Invierno en Awasi Patagonia: Novedades para 2027
La nieve facilita la observación de los movimientos en la estepa patagónica. Las huellas de pumas permanecen visibles, el macizo de Torres del Paine se cubre de blanco y los fuertes vientos del verano suelen dar paso a días más tranquilos.
Para la temporada de invierno de 2027 de Awasi Patagonia, los huéspedes podrán explorar la región a través de un nuevo servicio privado. Seguimiento de Puma Disfrute de la experiencia dentro de la reserva de 7,000 acres del albergue.
Acompañados por su guía dedicado y viajando en un Granadero INEOSLos visitantes buscarán huellas, marcas y otros indicios de la actividad de los pumas. También aprenderán cómo se utilizan las cámaras trampa para monitorear a los animales que se desplazan por la reserva, dando continuidad a un programa de investigación que comenzó en 2014.
El invierno puede ser una época especialmente gratificante para este trabajo. La vegetación baja y las huellas en la nieve facilitan la identificación de señales de actividad, aunque nunca se pueden garantizar avistamientos.
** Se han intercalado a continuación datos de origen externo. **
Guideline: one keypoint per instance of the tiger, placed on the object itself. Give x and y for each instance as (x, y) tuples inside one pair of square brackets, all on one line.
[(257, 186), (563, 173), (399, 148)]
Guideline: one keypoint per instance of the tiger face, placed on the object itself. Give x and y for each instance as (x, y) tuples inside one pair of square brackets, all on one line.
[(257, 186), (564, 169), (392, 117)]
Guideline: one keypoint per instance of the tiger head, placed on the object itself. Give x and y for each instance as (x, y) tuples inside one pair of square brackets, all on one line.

La experiencia consiste tanto en aprender a interpretar el territorio como en observar al animal en sí.
El seguimiento de pumas forma parte de la nueva iniciativa de conservación de Awasi Patagonia, llevada a cabo con el apoyo técnico de la Fundación Faro Verde. La reserva limita con el Parque Nacional Torres del Paine, protegiendo una zona donde confluyen la estepa patagónica, el matorral preandino y el bosque magallánico.
A partir de las reservas realizadas desde el 1 de agosto de 2026, los huéspedes podrán realizar una Contribución a la conservación De 150 USD por persona y estancia. Los fondos se destinarán al monitoreo de la vida silvestre, la investigación con cámaras trampa, la protección del hábitat y la continuidad de la investigación científica. Awasi Patagonia publicará un informe anual que detallará los proyectos apoyados y su impacto.
La temporada 2027 también presentará Villas CenitDiseñado por el arquitecto chileno Felipe Assadi.
Ubicadas en la ladera abierta, más allá del bosque de lengas, las villas presentan formas curvas y techos cubiertos de hierba que se adaptan al terreno. Los ventanales, que van del suelo al techo, dan al macizo de Torres del Paine, mientras que el terreno se extiende sobre los tejados, dejando espacio para que la fauna silvestre lo cruce.
Cada villa está reservada exclusivamente para un grupo e incluye dos suites principales, amplias salas de estar y comedores, y una cocina totalmente equipada con chef privado. En el centro, un patio al aire libre ofrece resguardo del viento patagónico sin impedir la vista al cielo.
Los huéspedes que visiten la zona en invierno también pueden explorar Recorre bosques nevados a pie, monta a caballo o sal a fotografiar paisajes y cielos nocturnos.Como siempre en Awasi, cada día se planifica de forma privada y se adapta a las condiciones meteorológicas, con raquetas de nieve, crampones, polainas y demás equipamiento disponible cuando las condiciones lo requieran.